Concordia University's DEC LAB: Research at the DEC LAB

Concordia DEC Lab

about us . courses . students .

. publications . events . people . contact us

Using Genetic Algorithms for Feature Selection and Weighting in Character Recognition System (cont'd)

5 Conclusions

5.1 Feature Selection vs. Feature Weighting

Feature selection is clearly superior to feature weighting in terms of feature reduction. The main reason for this superiority appears to be the smaller number of weight levels that feature selection uses (2), compared to feature weighting (potentially infinite). However, it is possible to make feature weighting as effective as feature selection in eliminating features, via for example, forcing all weights less than a given threshold to nil.

In the presence of irrelevant features, feature selection and not feature weighting is the technique most suited to feature reduction. Furthermore, it is necessary to use some method of feature selection before a 1-NN or similar nearest-neighbour classifier is applied, because the performance of such classifiers degrades rapidly in the presence of irrelevant features. Since it has been shown that GA-based feature selection is effective in eliminating irrelevant features (here and in the literature), it is reasonable to try a GA (at least) as a method of feature selection before classification is attempted using nearest-neighbour classifiers.

The classification accuracy of a 1-NN classifier does not suffer greatly as a result of having a significant number of redundant features in the (original) feature set. However, due to the other problems associated with redundant features increased dimensionality (and hence computational cost), and the arbitrariness of procedure, as well as slightly worse classification accuracies, it is recommended that a GA-based feature selection method be used to eliminate as many of the redundant features as possible. It is clear that the most suited feature selection/weighting methods for such a task are FS and 3FW. Which one is used should depend on the need for real-valued weights vs. computational efficiency.

Despite the fact that feature weighting has the best training classification accuracies, feature selection is better in generalization, and hence more suited to real-world applications (in which most data is new). This is because FW overfits the training data, loosing generalizability in the process. Therefore, it is advisable to use 2 (FS) or 3 (3FW) weight levels at most, as (Kohavi et al., 1997) recommend.
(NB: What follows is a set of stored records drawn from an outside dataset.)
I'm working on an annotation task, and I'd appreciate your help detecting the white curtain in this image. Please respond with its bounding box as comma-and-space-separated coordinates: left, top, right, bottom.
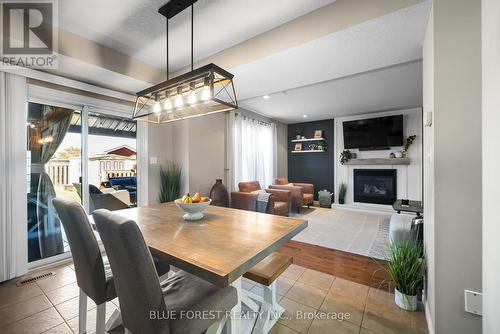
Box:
233, 113, 276, 190
0, 72, 28, 282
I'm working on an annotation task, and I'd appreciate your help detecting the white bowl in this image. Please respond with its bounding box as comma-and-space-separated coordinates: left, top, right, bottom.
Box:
175, 199, 212, 220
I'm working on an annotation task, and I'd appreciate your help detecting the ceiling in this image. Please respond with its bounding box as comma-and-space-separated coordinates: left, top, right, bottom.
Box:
53, 0, 431, 123
240, 61, 422, 123
59, 0, 335, 70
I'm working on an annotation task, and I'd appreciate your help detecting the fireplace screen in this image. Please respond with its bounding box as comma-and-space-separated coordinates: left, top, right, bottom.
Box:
354, 169, 397, 205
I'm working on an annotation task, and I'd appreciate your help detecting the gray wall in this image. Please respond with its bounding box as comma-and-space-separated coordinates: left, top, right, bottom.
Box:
482, 0, 500, 334
424, 0, 482, 334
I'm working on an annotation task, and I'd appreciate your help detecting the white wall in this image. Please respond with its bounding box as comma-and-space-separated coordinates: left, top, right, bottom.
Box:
334, 108, 422, 211
482, 0, 500, 334
424, 0, 482, 334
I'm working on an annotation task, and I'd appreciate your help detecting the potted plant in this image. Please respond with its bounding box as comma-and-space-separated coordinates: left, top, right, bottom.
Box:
401, 135, 417, 158
294, 128, 304, 139
387, 239, 425, 311
159, 162, 181, 203
340, 150, 352, 165
339, 182, 347, 204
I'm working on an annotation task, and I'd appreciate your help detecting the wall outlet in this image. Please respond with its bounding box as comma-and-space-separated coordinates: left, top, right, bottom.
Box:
464, 290, 483, 315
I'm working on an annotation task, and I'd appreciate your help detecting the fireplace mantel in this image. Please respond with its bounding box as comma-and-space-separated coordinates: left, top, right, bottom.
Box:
344, 158, 410, 165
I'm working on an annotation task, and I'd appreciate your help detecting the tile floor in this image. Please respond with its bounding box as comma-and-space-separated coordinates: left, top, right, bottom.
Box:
0, 265, 427, 334
293, 207, 391, 256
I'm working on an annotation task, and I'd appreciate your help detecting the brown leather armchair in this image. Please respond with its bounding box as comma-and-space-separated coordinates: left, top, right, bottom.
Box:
269, 178, 314, 212
231, 181, 292, 216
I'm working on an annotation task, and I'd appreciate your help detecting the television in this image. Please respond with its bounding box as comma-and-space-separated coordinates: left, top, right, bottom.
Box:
343, 115, 404, 150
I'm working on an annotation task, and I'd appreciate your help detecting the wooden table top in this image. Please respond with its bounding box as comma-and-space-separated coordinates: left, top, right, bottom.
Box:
115, 203, 307, 286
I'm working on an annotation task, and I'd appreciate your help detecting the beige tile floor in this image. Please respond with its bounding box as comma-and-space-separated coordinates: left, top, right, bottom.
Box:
0, 265, 427, 334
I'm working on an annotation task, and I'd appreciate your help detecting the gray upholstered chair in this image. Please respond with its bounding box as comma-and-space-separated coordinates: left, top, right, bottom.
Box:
94, 210, 237, 334
52, 198, 170, 334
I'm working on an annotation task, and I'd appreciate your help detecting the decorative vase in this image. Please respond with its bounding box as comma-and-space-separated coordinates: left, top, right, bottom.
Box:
394, 289, 417, 311
210, 179, 229, 208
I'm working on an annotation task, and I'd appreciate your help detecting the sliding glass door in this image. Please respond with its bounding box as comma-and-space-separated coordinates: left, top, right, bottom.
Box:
27, 102, 82, 262
27, 102, 137, 263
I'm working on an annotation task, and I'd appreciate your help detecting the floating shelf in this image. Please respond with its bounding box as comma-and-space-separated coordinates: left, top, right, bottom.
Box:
292, 150, 326, 153
344, 158, 410, 165
292, 138, 325, 143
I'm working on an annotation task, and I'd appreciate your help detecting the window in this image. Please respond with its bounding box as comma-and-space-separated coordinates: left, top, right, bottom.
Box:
233, 113, 276, 189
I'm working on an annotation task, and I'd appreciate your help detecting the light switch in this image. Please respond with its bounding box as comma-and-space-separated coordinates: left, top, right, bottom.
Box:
464, 290, 483, 315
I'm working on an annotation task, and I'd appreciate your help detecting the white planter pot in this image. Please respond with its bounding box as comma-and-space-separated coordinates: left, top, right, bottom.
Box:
394, 289, 417, 311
5.2 Performance of GA-based Feature Selection

GA-based feature selection is a reliable method of locating optimal or near-optimal feature sub-sets. These techniques also save time, relative to exhaustive searches. However, their effective use in large features spaces is dependant upon the invention of specialized feature selection/weighting methods (e.g., DveGa) or/and the availability of parallel processors.

6 Future Research & Applications

6.1 Research Challenges

We present below a list of research problems, carefully justified, that we believe future research in GAs should address. It is our belief that solutions to such problems will not only help with the automation of feature selection/weighting in pattern recognition applications, but will advance GA research in general.

·        Research Problem 1. The cost of evaluating fitness for one whole generation is roughly proportional to the number of individuals in a generation. Hence, the complexity of the fitness function is a critical determinant of the complexity of any GA-based system. The fitness function we will use have at least two core components: accuracy of recognition and complexity of the recognition system. The second component of the fitness function is easy to calculate. Accuracy, however, is more important than complexity. Nevertheless, a precise estimate of accuracy is important and can be achieved only by utilizing (at some point) a large set of actual pattern samples carefully selected from a database of real-world symbols. The goal is to retain authenticity without exploding complexity-a typical engineering tradeoff. A common technique is to measure all the features that may be selected by the GA-FS before the start of the run, then store the measurements in memory or in a file (Gaborsky & Anderson, 1993).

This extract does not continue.